Menacés de mort, la directrice de la prison des Baumettes à Marseille et un de ses adjoints ont été temporairement éloignés de leurs fonctions et font l’objet de mesures de protection, ont annoncé ce vendredi 6 décembre des sources concordantes, confirmant une information de la Marseillaise. Ces menaces auraient été faites dans le cadre d’un «contrat» émis par un détenu, membre présumé d’un gang de narcotrafiquants, explique une source proche du dossier. Dans la soirée, le parquet de Marseille a annoncé la mise en examen de deux hommes, âgés de 17 et 21 ans, qui ont été placés en détention provisoire.
Le ministère de la justice a qualifié la situation d’«exceptionnellement grave et sérieuse», précisant que le garde des Sceaux s’est personnellement entretenu avec les agents pénitentiaires concernés «et les a assurés de sa protection et de son soutien». Le ministre a jugé «inadmissible que des personnels de justice soient ainsi menacés dans l’exercice de leurs fonctions». Selon des sources syndicale et proche du dossier, un «contrat» ciblant le chef de détention des Baumettes aurait été émis par un détenu, soupçonné d’appartenir au gang de narcotrafiquants DZ Mafia. «Une récompense de 120 000 euros» a été proposée par «un ‘voyou’ en lien avec le crime organisé», dans une vidéo postée sur les réseaux sociaux, a affirmé vendredi dans un communiqué le syndicat UFAP Unsa PACA Corse.
Course poursuite
Dans un communiqué, le procureur de Marseille Nicolas Bessone a précisé avoir ouvert dimanche 1er décembre une enquête «à la suite de manœuvres d’intimidation et de menaces à l’encontre du personnel pénitentiaire de la maison d’arrêt des Baumettes». Les deux suspects ont été interpellés dans la nuit de dimanche à lundi «aux abords de l’établissement pénitentiaire après une course poursuite au cours de laquelle ils se sont débarrassés d’un sac contenant une arme de catégorie B» (arme à feu), a-t-il poursuivi.
A l’issue de leur garde à vue, ils ont été mis en examen notamment pour «tentative d’homicide volontaire avec préméditation ou guet-apens», «participation à un groupement en vue de la préparation d’un assassinat en bande organisée» et «menaces, violences, ou tout autre acte d’intimidation en vue d’obtenir de personnes dépositaires de l’autorité publique, qu’ils accomplissent ou s’abstiennent d’accomplir un acte de leur fonction», a précisé le procureur. «Cet appel au meurtre dépasse toutes les limites et illustre les dangers insupportables auxquels sont exposés les personnels pénitentiaires», a dénoncé l’UFAP Unsa PACA Corse qui «exige un plan national ambitieux pour assurer la sécurité des personnels et mettre fin à l’impunité dans nos établissements».
«Gravité exceptionnelle»
Selon FO Justice, syndicat majoritaire en région Paca, un «seuil inédit» a été franchi avec ce «contrat pour assassinat» visant la direction de la prison des Baumettes et posté sur les réseaux sociaux.
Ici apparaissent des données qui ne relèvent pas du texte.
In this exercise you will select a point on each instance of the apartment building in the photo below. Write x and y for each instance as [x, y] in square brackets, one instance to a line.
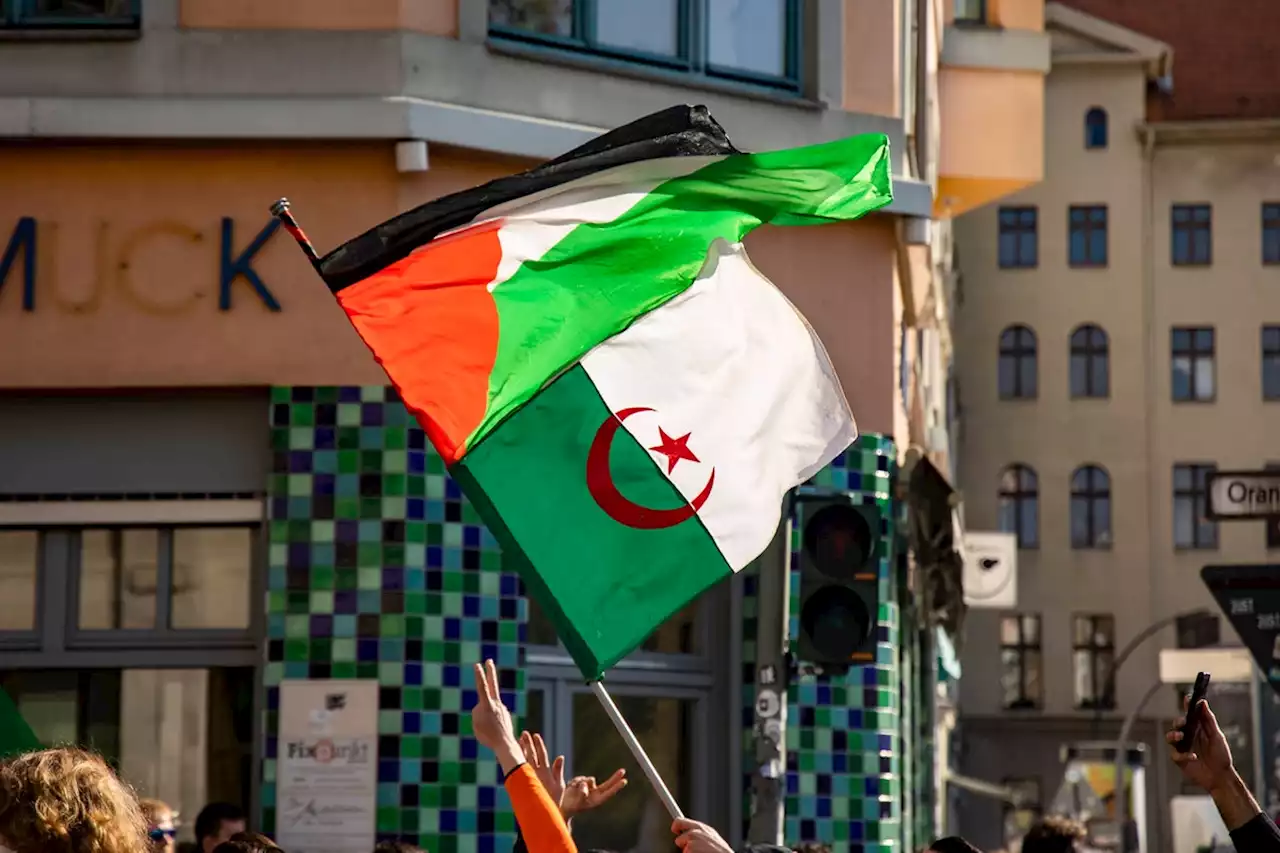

Il s’agit d’un incident «d’une gravité exceptionnelle», qui constitue «une véritable déclaration de guerre contre le personnel pénitentiaire», a insisté le syndicat dans un communiqué. «Un contrat sur la tête de deux agents émanant du crime organisé, c’est une première», a commenté Jessy Zagari, délégué régional du syndicat FO Justice.
Narcotrafic
Ce nouvel épisode intervient après plusieurs événements ces derniers mois comme l’incendie du logement d’un agent ou l’agression d’une surveillante de la prison d’Aix-Luynes, où sont également incarcérés de nombreux délinquants liés au narcobanditisme marseillais.
Pour FO Justice, il est donc «urgent de réagir» avec des mesures adaptées, comme des brouilleurs téléphoniques efficaces pour empêcher les détenus de piloter des actions criminelles, ou «un renforcement législatif» face à un crime organisé vu comme une «mexicanisation». «Tous les brouilleurs de téléphone n’ont pas été installés et quand ils l’ont été, on s’est rendu compte qu’ils étaient déjà obsolètes et ne fonctionnaient qu’à 40 ou 50 %. L’administration est trop lente à réagir face aux évolutions», estime Jessy Zagari.
Outre ces phénomènes de menaces et d’intimidations auprès des fonctionnaires, les violences liées au trafic de drogue dans la région marseillaise ont fait 23 morts depuis janvier. En 2023, le narcobanditisme avait coûté la vie à 49 personnes à Marseille, sur fond de bataille de territoires entre deux gangs, la DZ Mafia et Yoda, le premier ayant finalement pris le dessus.
Mise à jour : à 21h50 avec la mise en examen de deux hommes.